Кстати сказать, Катаев выдерживает рассказ о прадеде как о самом себе только на протяжении двух-трех страниц,
У Шпигельского в четвертом акте есть большой монолог, обращенный к немолодой женщине, которую он просит выйти за него замуж. Это очень откровенный монолог. Шпигельский рассказывает тут такие вещи, какие не так уж часто рассказывают о себе люди. Вернее, быть откровенным в подобном духе свойственно людям только определенного типа. Людям в общем-то гадким, у которых всегда есть разница между тем, какие они на самом деле, и тем, как они стараются выглядеть в глазах других. Это противоречие всегда отягощает их души, и они, как это часто бывает у героев Достоевского, ищут собеседника, которому внезапно и бурно можно было бы исповедаться. Их исповедь похожа на неожиданно вырвавшийся из баллончика газ. Все это, разумеется, можно актерски остроумно изобразить, талантливо воспроизвести, оттеняя всю пакостность такого извержения.
Однако даже и в этом случае для меня дороже ощущение кровного родства с героем, когда его искренность, чуждая тебе, каким-то странным образом сливается с твоей искренностью и уже становится трудно понять, где я, а где он.
Разумеется, такоеизлияние героя может быть чуждо мне как человеку, но моя профессия, вернее, подлинное владение ею (если оно, конечно, есть) позволяет мне сделать какую-то внутреннюю хитрую перестановку, и вот уже именно я изливаюсь в этом монологе, хотя это и Шпигельский.

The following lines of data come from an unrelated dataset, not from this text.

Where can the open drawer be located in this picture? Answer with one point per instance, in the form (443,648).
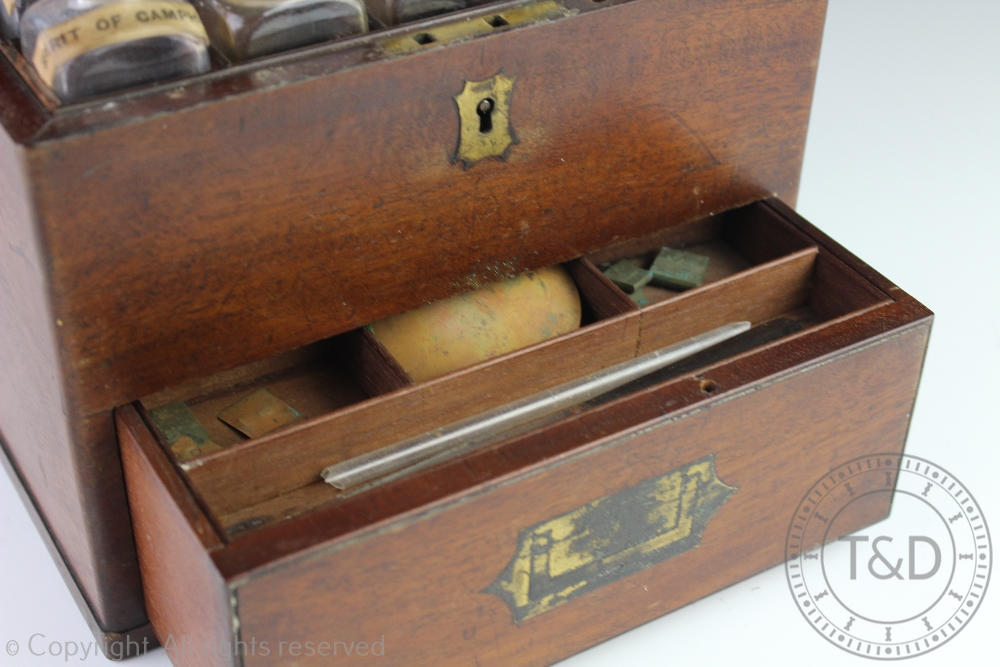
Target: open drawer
(550,540)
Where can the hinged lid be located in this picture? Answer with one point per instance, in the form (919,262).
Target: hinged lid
(196,226)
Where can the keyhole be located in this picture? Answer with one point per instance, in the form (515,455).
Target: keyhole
(485,112)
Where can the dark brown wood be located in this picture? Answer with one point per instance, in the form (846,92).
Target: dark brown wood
(221,234)
(409,562)
(68,462)
(265,467)
(420,582)
(188,602)
(265,271)
(756,295)
(116,645)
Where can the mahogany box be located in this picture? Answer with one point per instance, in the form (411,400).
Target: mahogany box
(198,240)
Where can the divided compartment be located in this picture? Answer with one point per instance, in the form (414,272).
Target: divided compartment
(356,399)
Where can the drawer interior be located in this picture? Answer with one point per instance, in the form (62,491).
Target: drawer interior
(351,396)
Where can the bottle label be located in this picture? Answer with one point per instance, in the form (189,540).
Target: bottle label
(109,24)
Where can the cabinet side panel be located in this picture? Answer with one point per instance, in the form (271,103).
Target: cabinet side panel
(445,587)
(69,465)
(188,601)
(283,216)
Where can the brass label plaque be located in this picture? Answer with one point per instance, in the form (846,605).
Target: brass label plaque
(610,538)
(485,128)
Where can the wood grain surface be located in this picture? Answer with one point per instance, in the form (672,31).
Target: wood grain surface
(420,585)
(222,232)
(187,600)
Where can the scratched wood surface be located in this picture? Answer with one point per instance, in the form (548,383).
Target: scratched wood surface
(223,225)
(410,562)
(252,473)
(220,232)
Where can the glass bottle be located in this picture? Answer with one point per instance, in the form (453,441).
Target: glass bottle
(394,12)
(244,29)
(82,48)
(10,17)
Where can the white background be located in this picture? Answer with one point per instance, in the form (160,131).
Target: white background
(902,168)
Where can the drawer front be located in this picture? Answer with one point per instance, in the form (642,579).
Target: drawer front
(240,217)
(540,564)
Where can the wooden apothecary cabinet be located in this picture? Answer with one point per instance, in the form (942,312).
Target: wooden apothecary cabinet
(199,239)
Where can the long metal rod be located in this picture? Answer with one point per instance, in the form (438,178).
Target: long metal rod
(486,426)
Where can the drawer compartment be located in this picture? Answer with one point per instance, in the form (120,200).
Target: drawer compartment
(690,480)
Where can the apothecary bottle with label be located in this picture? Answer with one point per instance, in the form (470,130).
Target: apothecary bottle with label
(244,29)
(10,17)
(393,12)
(82,48)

Я убежден, что познавательная ценность для зрителя такого художественного метода куда более значительна, чем любого другого.
Я взял для примера Шпигельского, когда же речь пойдет о Наталье Петровне, или Верочке, или даже Ракитине, то все окажется еще очевиднее, ибо сами эти люди роднее. У них, да и у Шпигельского — сегодняшние, а не какие-то там прошлые радости, страсти и переживания. И платье или шляпка тургеневского времени не должны препятствовать проявлению этого сегодняшнего.
«Кто правнук и кто прадед?
Я превратился в него, а он в меня, и оба мы стали некоторым единым существом.
Наше общее бытие совершалось по новым, еще не открытым, неведомым законам».
Как будто многосерийный телефильм — это что-то, что дает право на отсутствие цельности. Будто здесьвозможно все что угодно — несвязанность, плохие съемки, случайности, скверный монтаж, много лишнего.
Но «зато» — несколько серий, видимость большой повести.
Получается растянуто, а информация малюсенькая.
Технически слабо, часто даже не синхронно. Вероятно, кинематографисты смотрят презрительно на все это. Ведь в лучших фильмах степень цельности мысли и формы — огромна.
А здесь паузы затянуты из-за плохого монтажа. Под музыку вводятся абсолютно ненужные натурные съемки. Говорят: это телефильм. В кинозале был бы шорох, а тут, в квартире, все можно — отлучиться и опять войти. Но это плохо, это дает возможность художественно расслабиться. Раз это смотрится, то, мол, и не надо лучшего. Опасность.